★★ out of ★★★★★
Stunning visuals can’t overcome Ridley Scott’s sloppy narrative in the latest Alien franchise movie.
It’s time to close the door on the Alien movies. This was a movie that had promise, due to Ridley Scott’s visual mastery, and a couple of genuinely very scary scenes, but in the end, it is a sloppy addition to a franchise that really hasn’t had a strong narrative since James Cameron’s revered Aliens (1987). In an era where it seems that movies like this end up costing so much money, that the production companies meddle with the direction of their films (like Warner Brothers/DC films, Universal’s nascent Dark Universe, and Disney with Star Wars) the production is inevitably a hot steaming mess.
I got the sense that Ridley really wanted to continue his Prometheus story, which was not well received by fans (again, visually amazing but the true horror of Prometheus was the Byzantine plot and bumbling character decisions) and Fox really wanted the fanservice of the alien xenomorphs. What we got was both. And not in a good way. The Prometheus philosophizing, when it shows up bogs the plot down and doesn’t advance the story for anyone but Michael Fassbender’s android characters David and Walter. The alien sequences felt awkwardly placed. I do like the expansion of the “how do you get infected” methodology, in this case, spores. But the xenomorphs grow so improbably quickly, it feels like they are plot driving devices rather than the central story.

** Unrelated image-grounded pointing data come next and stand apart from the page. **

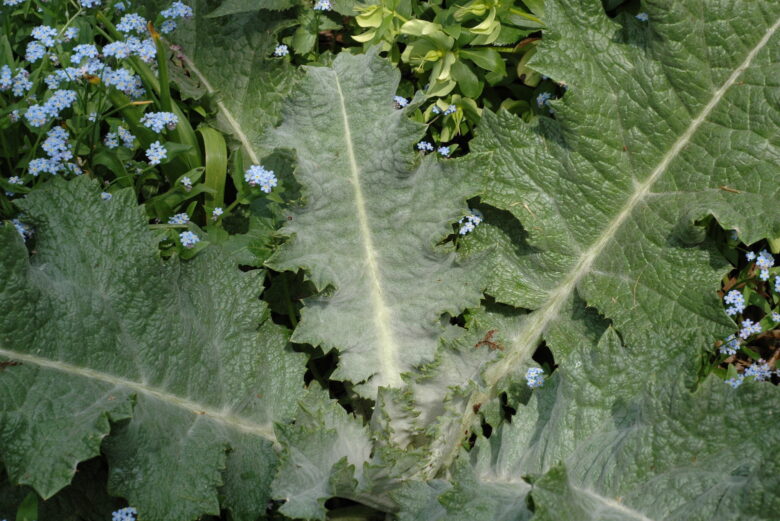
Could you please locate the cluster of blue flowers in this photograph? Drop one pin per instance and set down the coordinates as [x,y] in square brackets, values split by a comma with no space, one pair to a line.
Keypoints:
[534,377]
[179,218]
[424,146]
[19,83]
[156,153]
[111,139]
[760,371]
[469,222]
[256,175]
[188,239]
[177,10]
[730,345]
[124,514]
[157,121]
[749,328]
[764,261]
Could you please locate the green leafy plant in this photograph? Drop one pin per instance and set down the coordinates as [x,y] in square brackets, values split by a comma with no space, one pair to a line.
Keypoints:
[526,332]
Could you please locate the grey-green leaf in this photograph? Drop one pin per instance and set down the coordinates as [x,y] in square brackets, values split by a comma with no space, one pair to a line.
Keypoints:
[230,58]
[664,123]
[371,224]
[104,332]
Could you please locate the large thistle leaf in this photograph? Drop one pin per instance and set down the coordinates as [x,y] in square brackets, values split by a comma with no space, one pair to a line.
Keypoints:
[664,123]
[603,440]
[370,224]
[103,332]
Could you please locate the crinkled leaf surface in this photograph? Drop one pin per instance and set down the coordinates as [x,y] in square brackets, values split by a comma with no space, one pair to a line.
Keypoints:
[605,441]
[323,450]
[231,59]
[370,224]
[664,123]
[103,330]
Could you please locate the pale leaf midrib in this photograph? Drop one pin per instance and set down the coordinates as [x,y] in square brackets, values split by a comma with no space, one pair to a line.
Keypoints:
[535,324]
[389,371]
[225,111]
[225,418]
[612,504]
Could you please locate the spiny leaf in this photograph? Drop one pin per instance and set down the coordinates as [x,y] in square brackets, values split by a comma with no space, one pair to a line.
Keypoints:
[103,331]
[657,119]
[370,224]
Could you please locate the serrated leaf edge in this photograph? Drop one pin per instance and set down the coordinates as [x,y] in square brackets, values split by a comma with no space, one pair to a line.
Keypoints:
[444,451]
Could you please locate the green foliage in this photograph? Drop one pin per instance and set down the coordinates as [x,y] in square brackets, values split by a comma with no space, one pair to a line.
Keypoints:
[528,332]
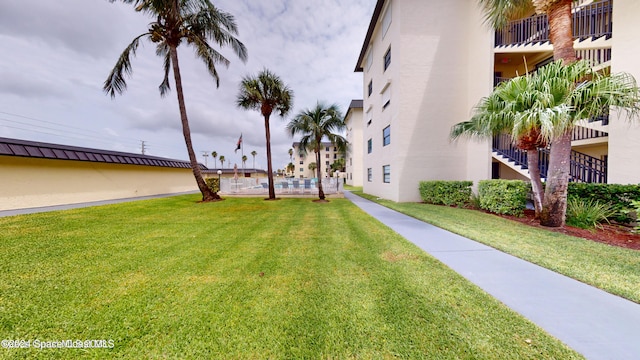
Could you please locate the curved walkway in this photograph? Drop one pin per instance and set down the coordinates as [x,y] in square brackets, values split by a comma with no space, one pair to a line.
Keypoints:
[593,322]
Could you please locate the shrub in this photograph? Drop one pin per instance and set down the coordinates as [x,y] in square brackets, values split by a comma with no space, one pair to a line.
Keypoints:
[503,196]
[213,184]
[619,197]
[587,213]
[448,193]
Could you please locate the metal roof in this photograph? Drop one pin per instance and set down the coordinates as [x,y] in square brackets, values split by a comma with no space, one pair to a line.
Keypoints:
[32,149]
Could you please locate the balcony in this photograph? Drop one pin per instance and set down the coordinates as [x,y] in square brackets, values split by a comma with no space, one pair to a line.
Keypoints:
[582,167]
[589,21]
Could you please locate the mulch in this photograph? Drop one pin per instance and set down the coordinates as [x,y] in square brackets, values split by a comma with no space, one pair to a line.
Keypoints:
[611,234]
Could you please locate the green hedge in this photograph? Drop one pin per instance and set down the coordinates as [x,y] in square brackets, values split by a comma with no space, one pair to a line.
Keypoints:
[448,193]
[504,196]
[213,184]
[619,197]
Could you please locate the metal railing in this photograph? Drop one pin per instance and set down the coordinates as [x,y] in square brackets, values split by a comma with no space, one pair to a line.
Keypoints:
[583,168]
[593,20]
[584,133]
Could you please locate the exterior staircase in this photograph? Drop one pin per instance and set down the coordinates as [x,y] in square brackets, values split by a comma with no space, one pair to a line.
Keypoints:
[583,168]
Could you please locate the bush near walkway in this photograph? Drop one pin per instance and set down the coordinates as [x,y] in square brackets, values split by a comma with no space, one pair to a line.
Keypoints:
[507,197]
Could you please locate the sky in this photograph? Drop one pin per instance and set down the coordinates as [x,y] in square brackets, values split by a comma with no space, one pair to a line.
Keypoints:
[56,55]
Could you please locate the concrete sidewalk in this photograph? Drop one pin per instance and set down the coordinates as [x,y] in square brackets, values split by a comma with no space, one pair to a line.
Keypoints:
[4,213]
[593,322]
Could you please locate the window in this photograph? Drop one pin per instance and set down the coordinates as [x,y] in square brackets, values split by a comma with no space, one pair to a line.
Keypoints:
[386,136]
[386,21]
[386,97]
[387,59]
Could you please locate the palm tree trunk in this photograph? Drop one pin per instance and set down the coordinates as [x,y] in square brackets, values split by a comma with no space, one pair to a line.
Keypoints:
[560,31]
[207,193]
[536,181]
[555,197]
[272,190]
[319,175]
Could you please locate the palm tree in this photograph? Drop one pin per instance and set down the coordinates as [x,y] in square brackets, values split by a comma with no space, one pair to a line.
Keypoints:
[266,92]
[215,157]
[498,13]
[312,166]
[192,22]
[254,153]
[545,106]
[505,111]
[314,125]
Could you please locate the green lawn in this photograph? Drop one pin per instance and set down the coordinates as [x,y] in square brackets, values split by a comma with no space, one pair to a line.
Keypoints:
[244,278]
[613,269]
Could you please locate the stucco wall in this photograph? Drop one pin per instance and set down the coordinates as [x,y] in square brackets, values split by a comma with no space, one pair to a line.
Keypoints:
[32,182]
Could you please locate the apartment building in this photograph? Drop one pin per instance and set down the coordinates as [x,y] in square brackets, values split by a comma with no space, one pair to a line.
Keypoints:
[425,64]
[354,175]
[605,147]
[301,159]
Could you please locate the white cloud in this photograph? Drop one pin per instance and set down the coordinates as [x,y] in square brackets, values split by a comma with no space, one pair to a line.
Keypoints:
[56,55]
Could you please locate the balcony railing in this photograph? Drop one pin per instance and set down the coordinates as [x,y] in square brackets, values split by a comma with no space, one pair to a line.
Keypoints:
[593,20]
[583,168]
[584,133]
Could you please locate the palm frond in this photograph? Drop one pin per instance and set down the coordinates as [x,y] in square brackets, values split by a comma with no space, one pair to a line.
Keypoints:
[116,81]
[498,13]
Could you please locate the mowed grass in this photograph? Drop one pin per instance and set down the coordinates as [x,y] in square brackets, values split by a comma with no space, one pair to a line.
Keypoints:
[613,269]
[244,278]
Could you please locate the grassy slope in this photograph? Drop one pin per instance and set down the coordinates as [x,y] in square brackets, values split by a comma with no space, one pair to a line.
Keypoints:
[613,269]
[243,278]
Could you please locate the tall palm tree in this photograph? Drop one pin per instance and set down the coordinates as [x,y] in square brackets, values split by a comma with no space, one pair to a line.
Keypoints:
[315,124]
[215,158]
[192,22]
[266,92]
[545,106]
[498,13]
[505,110]
[254,153]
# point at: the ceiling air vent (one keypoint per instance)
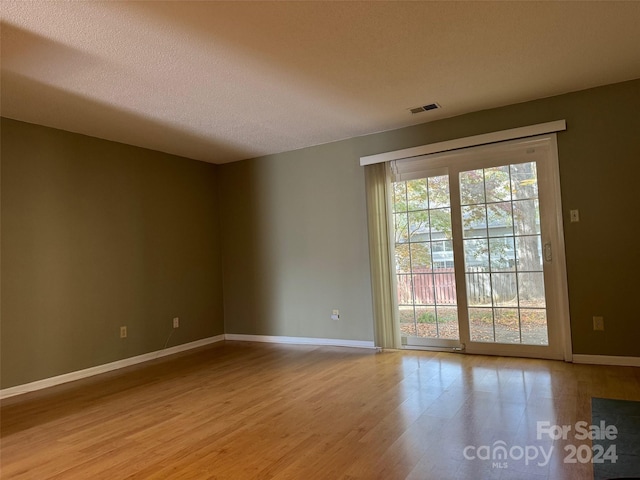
(424, 108)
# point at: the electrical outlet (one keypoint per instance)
(574, 216)
(598, 323)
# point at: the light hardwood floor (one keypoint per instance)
(242, 410)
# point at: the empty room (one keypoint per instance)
(319, 240)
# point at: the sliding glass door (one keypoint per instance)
(475, 233)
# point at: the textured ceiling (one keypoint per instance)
(224, 81)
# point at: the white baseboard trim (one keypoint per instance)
(107, 367)
(607, 360)
(333, 342)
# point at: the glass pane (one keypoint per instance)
(442, 254)
(524, 180)
(426, 320)
(497, 184)
(420, 256)
(507, 325)
(472, 187)
(445, 287)
(403, 265)
(474, 221)
(400, 197)
(481, 324)
(529, 253)
(478, 289)
(439, 192)
(423, 289)
(476, 254)
(417, 194)
(423, 245)
(504, 289)
(405, 294)
(419, 226)
(501, 252)
(440, 223)
(526, 217)
(500, 219)
(531, 289)
(534, 327)
(400, 227)
(407, 323)
(448, 322)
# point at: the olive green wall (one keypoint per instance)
(295, 245)
(294, 236)
(96, 235)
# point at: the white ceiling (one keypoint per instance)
(224, 81)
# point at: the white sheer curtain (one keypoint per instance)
(386, 327)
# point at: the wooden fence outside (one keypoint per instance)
(438, 286)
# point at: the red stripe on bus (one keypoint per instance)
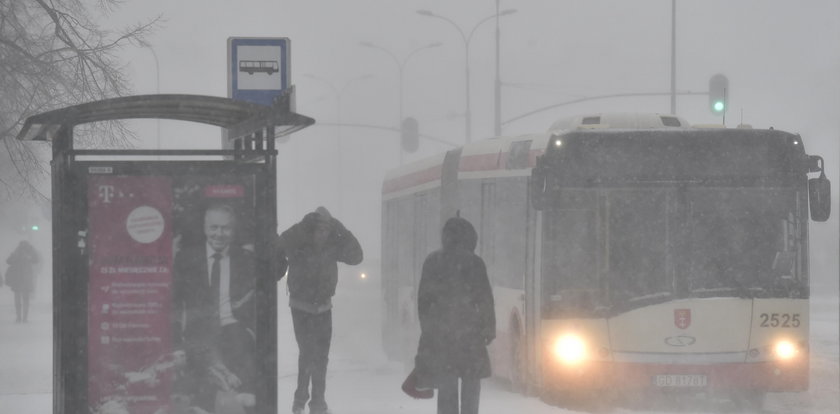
(477, 162)
(412, 179)
(770, 376)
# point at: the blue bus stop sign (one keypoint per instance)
(258, 68)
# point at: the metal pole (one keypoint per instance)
(673, 57)
(497, 85)
(157, 88)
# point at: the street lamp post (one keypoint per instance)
(401, 68)
(338, 92)
(466, 38)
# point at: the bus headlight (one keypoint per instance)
(569, 349)
(785, 349)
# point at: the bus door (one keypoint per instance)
(450, 203)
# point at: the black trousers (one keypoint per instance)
(448, 395)
(21, 306)
(238, 351)
(313, 333)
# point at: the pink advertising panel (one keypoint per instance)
(171, 293)
(129, 330)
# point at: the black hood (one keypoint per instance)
(458, 233)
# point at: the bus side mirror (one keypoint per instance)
(538, 186)
(819, 197)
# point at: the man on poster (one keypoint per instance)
(214, 314)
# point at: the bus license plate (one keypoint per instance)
(690, 380)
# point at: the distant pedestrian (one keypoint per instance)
(457, 320)
(20, 277)
(313, 247)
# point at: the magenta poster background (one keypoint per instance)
(131, 255)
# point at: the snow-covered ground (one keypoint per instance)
(360, 380)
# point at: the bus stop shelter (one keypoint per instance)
(124, 223)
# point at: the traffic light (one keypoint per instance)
(410, 135)
(718, 94)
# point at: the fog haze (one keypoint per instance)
(778, 56)
(781, 58)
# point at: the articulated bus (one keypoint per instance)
(627, 252)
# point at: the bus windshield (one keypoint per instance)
(629, 247)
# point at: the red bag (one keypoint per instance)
(410, 387)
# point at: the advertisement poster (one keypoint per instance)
(171, 310)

Scott, as he did with Prometheus, gives us a big disposable crew that succumbs to the oldest trope in the horror playbook: split up and get jumped by the creature. Danny McBride’s character Tenessee stood out from the alien chow fodder, but nobody else in the film really connected. All these characters have been placed in an Alien landscape and have seen the horrific power of the xenomorphs, and yet there are multiple times when characters step away to take a whiz or a shower, and it’s maddeningly stupid. Frustratingly, there was some room for some dramatic growth for the characters, as Scott filmed some nice crew bonding scenes that were cut out from the main film, and instead posted it as a web-based mini-film. These were colonists, who arrived as couples, and much more could have been done with that, had Scott not bent over backward to force his Prometheus plotlines into the story. I’m always a proponent of horror films to make you bond with the characters before they start getting picked off, but to be honest, most of the characters get lunched without any prior development. If you compare this to the first Alien movie, where the characters all had definite roles, personalities, and motivations (RIP Harry Dean Stanton), this movie abdicates its story responsibilities.
I know there was some buzz about District 9 director Neill Blomkamp suggesting that he wanted to do an Alien movie that brought back Ripley, Hicks, and Newt from Aliens, but Scott, following his triumph with The Martian, managed to strongarm Fox into dropping the project. After seeing Alien: Covenant, I would suggest that they just stop. Bringing back Ripley didn’t make Alien 3 or Alien Resurrection into quality productions, despite having good directors (David Fincher and Jean-Pierre Jeunet) and stunning visuals. Ridley has also been suggesting that he’s going to create new sequels to Covenant, and the ending certainly suggests more to come, but I think that the Alien story has reached its ability to be fresh and new.
So, is anybody interested in seeing the new Predator movie coming out this year? I dunno… it’s a Fox franchise, just like Alien.